3. Face your insecurities.
Expressing sincere emotion is inherently vulnerable and it involves a level of risk. For many leaders, especially those who aren’t experienced or comfortable with showing their feelings, it can trigger all the sources of insecurity we prefer to keep stashed away. The sense of inadequacy, imposter syndrome, or exposure can undermine all our strengths and best intentions. Too many leaders fail when insecurity controls their direction instead of the confidence that comes from a deeply rooted sense of identity. Catalyst offers a tool specifically on how insecurity affects leaders and what we can do about it. Contact us and ask about the Kryptonite workshop.
Then we can show our emotions impactfully.
1. Name the emotion we are expressing.
Say “I am angry”, “I am deeply concerned”, “I am sorry”, “I am heartbroken”. Don’t leave people having to interpret what you are showing. It is too easy for any of us to project our own feelings when we aren’t sure what others are experiencing. Being clear about what this is, and what it isn’t makes it much easier for others to join us with empathy and compassion that can help empower the message we are trying to communicate.
2. Frame the feelings.
Just telling people how we feel without explaining why is dangerous. Context is essential. People will want to understand what provokes our emotion and how it impacts them before they can determine how to best respond. Channel the situation toward the response you want by providing specific examples of what is affecting you and what you are planning to do about it. Give people an outlet to direct their responses.
3. Don’t play games.
Many leaders have the potential to manipulate people. Ethical leaders don’t do it. Expressing emotion can be self-serving, insecure, cynical, and abusive. The difference between persuasion and manipulation may be somewhat subtle but the consequences for being exposed after crossing the line make it well worth keeping your distance. It may work in the short term, but its a violation of your people and often comes back to bite you, as it should.

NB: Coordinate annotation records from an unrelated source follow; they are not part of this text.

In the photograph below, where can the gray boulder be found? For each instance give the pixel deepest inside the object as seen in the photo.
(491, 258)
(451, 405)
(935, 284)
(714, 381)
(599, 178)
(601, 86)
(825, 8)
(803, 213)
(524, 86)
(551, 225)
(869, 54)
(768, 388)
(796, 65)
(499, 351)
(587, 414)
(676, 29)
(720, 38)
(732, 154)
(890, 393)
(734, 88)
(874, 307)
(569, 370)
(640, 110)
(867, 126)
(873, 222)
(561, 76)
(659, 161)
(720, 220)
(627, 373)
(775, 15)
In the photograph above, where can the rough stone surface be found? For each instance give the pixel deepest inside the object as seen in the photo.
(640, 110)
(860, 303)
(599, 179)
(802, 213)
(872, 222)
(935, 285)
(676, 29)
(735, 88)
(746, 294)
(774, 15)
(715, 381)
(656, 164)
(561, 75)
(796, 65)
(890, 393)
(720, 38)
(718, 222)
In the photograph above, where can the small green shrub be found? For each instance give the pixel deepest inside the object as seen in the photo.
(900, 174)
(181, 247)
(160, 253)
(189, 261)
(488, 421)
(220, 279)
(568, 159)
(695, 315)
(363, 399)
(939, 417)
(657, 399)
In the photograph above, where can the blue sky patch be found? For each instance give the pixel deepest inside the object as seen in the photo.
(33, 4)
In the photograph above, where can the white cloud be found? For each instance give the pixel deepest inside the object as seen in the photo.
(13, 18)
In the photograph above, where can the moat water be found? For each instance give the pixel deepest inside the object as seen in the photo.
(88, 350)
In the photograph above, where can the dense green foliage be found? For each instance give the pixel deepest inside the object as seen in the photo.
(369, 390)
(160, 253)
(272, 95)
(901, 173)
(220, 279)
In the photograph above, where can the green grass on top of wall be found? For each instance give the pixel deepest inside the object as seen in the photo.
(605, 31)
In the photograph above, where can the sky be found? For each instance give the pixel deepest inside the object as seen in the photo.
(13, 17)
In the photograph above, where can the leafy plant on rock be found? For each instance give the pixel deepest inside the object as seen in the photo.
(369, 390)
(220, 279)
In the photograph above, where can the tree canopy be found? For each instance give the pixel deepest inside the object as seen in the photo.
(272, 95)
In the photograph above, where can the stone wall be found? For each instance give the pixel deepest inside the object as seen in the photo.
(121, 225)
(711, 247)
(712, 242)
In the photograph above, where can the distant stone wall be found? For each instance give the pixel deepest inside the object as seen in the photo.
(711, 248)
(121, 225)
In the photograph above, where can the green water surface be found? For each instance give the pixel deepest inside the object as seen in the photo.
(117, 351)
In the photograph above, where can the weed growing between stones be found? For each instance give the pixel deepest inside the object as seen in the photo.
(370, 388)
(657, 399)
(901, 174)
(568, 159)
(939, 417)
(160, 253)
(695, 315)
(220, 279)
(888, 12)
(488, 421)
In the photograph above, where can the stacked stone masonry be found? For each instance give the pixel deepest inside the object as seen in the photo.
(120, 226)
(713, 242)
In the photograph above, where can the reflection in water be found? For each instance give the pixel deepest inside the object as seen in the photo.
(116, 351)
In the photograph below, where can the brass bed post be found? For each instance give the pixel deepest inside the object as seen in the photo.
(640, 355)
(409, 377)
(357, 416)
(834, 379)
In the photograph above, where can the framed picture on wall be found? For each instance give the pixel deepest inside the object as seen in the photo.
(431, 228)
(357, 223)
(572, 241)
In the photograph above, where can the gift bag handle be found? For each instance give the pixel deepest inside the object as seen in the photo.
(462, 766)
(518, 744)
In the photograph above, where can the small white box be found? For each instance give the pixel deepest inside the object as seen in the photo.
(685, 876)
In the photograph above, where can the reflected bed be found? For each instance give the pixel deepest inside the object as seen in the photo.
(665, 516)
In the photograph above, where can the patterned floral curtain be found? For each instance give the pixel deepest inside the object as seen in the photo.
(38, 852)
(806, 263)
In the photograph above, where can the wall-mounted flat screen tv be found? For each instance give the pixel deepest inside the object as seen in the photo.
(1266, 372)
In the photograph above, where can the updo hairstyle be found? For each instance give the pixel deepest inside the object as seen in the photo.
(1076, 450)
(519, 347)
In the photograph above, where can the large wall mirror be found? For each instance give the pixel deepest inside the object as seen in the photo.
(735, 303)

And finally, we have to act.
Emotion is a valid part of leadership. It drives motivation, informs aspects of decision making, and helps engage and connect with people. But it is not enough. Expressing emotion that doesn’t translate into meaningful action is a failure of leadership. It undermines trust and credibility, weakens authority, and creates suspicion about all future emotion.
Hypocritical leaders use the rush of emotion to hide their inadequacy or to avoid accountability. This feeds cynicism that makes leadership, and life, harder for all of us.
In times of extended stress we need leaders who can demonstrate their humanity. Showing emotion with discernment and sincerity is a natural response and an effective approach to the challenges we face. Doing the work to develop healthy self-awareness and communicating with clarity will serve all of us, and everyone we serve as leaders, very well.
How do you know when and how to best express your emotions as a leader?